Do you think this photo as such excuses all the compsitional flaws it has?


----------



## Alpha (May 17, 2007)

Why is it so soft? Do you have a high-res copy?


----------



## Garbz (May 17, 2007)

Lol A photo like that excuses everything , Funniest thing I have seen all day.


----------



## JimmyJaceyMom (May 17, 2007)

haha yeah I bet she was very happy that you took that photo!  hee hee.


----------



## LaFoto (May 17, 2007)

Well, Max, my problem in the little gym where they have their classes is light! While it is a room with windows on both sides which give me large, white patches whenever they get into the frame, and while I also get white reflections on the floor wherever those windows reflect, which all in all presents my camera with a (too) high dynamic range, all together there is too little light. 

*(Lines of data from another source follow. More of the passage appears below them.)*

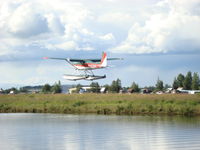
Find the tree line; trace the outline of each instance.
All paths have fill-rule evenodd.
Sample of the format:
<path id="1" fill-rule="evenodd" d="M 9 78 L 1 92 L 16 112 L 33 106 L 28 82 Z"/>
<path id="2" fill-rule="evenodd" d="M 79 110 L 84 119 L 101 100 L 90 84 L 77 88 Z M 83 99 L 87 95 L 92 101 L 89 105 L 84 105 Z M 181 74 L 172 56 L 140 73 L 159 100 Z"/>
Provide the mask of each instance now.
<path id="1" fill-rule="evenodd" d="M 27 86 L 29 87 L 29 86 Z M 14 93 L 28 93 L 27 87 L 21 87 L 19 89 L 17 88 L 10 88 L 6 90 L 1 90 L 3 93 L 8 94 L 10 91 L 14 91 Z M 45 84 L 44 86 L 37 86 L 41 89 L 42 93 L 61 93 L 61 82 L 58 81 L 55 82 L 54 85 Z M 77 84 L 76 86 L 76 93 L 79 93 L 80 89 L 83 87 L 81 84 Z M 88 89 L 88 92 L 92 93 L 100 93 L 101 86 L 98 82 L 92 82 L 90 84 L 90 89 Z M 132 84 L 129 87 L 122 87 L 122 83 L 120 79 L 113 80 L 112 83 L 106 84 L 103 86 L 105 89 L 104 91 L 107 91 L 109 93 L 119 93 L 120 91 L 128 91 L 128 92 L 140 92 L 141 88 L 136 82 L 132 82 Z M 159 78 L 157 79 L 157 82 L 155 86 L 146 86 L 145 89 L 148 89 L 152 92 L 156 91 L 164 91 L 167 88 L 173 88 L 177 89 L 179 87 L 182 87 L 184 90 L 200 90 L 200 79 L 197 72 L 192 73 L 191 71 L 188 71 L 186 75 L 179 73 L 178 76 L 174 78 L 174 81 L 172 85 L 165 84 L 162 80 Z M 31 88 L 31 87 L 29 87 Z"/>
<path id="2" fill-rule="evenodd" d="M 78 92 L 81 89 L 80 84 L 76 86 L 76 89 Z M 100 92 L 100 85 L 98 82 L 92 82 L 90 84 L 91 89 L 88 90 L 89 92 L 93 93 L 99 93 Z M 108 91 L 109 93 L 119 93 L 120 90 L 129 90 L 129 92 L 140 92 L 141 88 L 136 82 L 132 82 L 130 87 L 122 87 L 121 80 L 113 80 L 110 85 L 106 84 L 103 87 L 105 87 L 105 90 Z M 200 79 L 199 75 L 197 72 L 192 73 L 191 71 L 188 71 L 186 75 L 183 75 L 182 73 L 178 74 L 177 77 L 174 78 L 174 81 L 172 85 L 164 84 L 162 80 L 159 78 L 157 79 L 157 82 L 155 86 L 146 86 L 144 87 L 145 89 L 148 89 L 152 92 L 157 92 L 157 91 L 164 91 L 167 88 L 173 88 L 177 89 L 179 87 L 182 87 L 184 90 L 200 90 Z"/>

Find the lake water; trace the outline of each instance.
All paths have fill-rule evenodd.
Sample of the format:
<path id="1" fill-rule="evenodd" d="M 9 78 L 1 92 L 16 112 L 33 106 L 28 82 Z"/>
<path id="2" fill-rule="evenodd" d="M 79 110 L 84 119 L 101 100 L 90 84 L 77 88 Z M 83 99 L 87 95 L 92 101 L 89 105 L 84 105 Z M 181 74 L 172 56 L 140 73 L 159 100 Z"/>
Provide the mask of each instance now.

Therefore I tested it out and came to the conclusion: only ISO 1600 is what works. Mostly so because a) no one waits for me, they carry on their classes as if I were not there and b) I must photograph everything from the periphery of the room, I cannot walk up close to people, which means that I have to zoom in quite a bit. Zoom combined with movement (remember, it is a dance class) ... and that high ISO is the choice of the day.

And this photo was then put through NeatImage before I compressed the filtered version for web presentation. That may very well account for the softness, while the original has ... noise. :roll: So there. Such was the situation.

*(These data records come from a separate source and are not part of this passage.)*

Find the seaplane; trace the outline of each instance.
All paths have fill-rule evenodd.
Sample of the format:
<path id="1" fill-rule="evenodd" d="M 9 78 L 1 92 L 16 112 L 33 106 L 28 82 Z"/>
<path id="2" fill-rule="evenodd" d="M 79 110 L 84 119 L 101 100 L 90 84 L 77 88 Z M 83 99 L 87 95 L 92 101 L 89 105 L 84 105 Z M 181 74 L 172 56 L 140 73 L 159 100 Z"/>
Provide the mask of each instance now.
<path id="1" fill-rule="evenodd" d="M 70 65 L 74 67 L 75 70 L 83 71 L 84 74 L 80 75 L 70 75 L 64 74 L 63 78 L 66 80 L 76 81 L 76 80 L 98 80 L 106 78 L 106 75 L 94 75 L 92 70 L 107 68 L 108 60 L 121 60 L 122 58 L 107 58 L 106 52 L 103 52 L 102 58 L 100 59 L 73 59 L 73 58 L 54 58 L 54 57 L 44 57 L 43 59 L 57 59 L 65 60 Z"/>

The assignment is for me to show the progression of their work, and to produce photos in which the dancers recognise themselves. So anything "artistic" in the way of emayd's much admired (by me) ballet photography is not required at this point in my work. I might consider trying out something like that at a later point in time when they start doing their last rehearsals on stage, with the stage lights. Who knows? It much depends on what the situation then will allow.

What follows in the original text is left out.